For the training process, we will use a loop similar to [the one recommended by PyTorch](https://pytorch.org/tutorials/beginner/blitz/neural_networks_tutorial.html#update-the-weights)

```python theme={null}
import torch.nn as nn
import torch.optim as optim
from torch.utils.data import DataLoader


def train(
    model: nn.Module,
    data_loader: DataLoader,
    loss_func: nn.modules.loss._Loss,
    optimizer: optim.Optimizer,
    epoch: int = 20,
) -> None:
    for index in range(epoch):
        print(index, model.qlayer.weight)
        for data, label in data_loader:
            optimizer.zero_grad()

            output = model(data)

            loss = loss_func(output, label)
            loss.backward()

            optimizer.step()


train(model, data_loader, loss_func, optimizer)
```

### Step 4 - Test

Lastly, we will test our network accuracy, using [the following answer](https://stackoverflow.com/questions/52176178/pytorch-model-accuracy-test#answer-64838681)

```python theme={null}
def check_accuracy(model: nn.Module, data_loader: DataLoader, atol=1e-4) -> float:
    num_correct = 0
    total = 0
    model.eval()

    with torch.no_grad():
        for data, labels in data_loader:
            # Let the model predict
            predictions = model(data)

            # Get a tensor of booleans, indicating if each label is close to the real label
            is_prediction_correct = predictions.isclose(labels, atol=atol)

            # Count the amount of `True` predictions
            num_correct += is_prediction_correct.sum().item()
            # Count the total evaluations
            #   the first dimension of `labels` is `batch_size`
            total += labels.size(0)

    accuracy = float(num_correct) / float(total)
    print(f"Test Accuracy of the model: {accuracy*100:.2f}")
    return accuracy


check_accuracy(model, data_loader)
```

The results show that the accuracy is $1$, meaning a 100% success rate at performing the required transformation (i.e. the network learned to perform a X-gate).
We may further test it by printing the value of `model.qlayer.weight`, which is a tensor of shape `(1,1)`, which should, after training, be close to $\pi$.

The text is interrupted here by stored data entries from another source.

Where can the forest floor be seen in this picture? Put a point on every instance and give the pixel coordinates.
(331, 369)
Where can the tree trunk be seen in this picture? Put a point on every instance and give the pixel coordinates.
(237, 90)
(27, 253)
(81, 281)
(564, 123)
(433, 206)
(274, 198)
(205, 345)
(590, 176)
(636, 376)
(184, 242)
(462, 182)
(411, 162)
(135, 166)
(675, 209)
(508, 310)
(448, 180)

Finally, we safely teardown the `QLayer` instance.

```python theme={null}
model.qlayer.teardown()
```

## Summary

In this example, we wrote a fully working Quantum Neural Network from scratch, trained it, and saw its success at learning the requested transformation.

In section 1 we defined our parametric quantum program, as well as our post-processing function. Together, these two are sent as arguments to [the `QLayer` object](/user-guide/applications/qml/qnn/qlayer).
In section 2 we set some hyperparameters, and in section 3 we trained our model.
Section 4 helped us verify that our network is working as intended.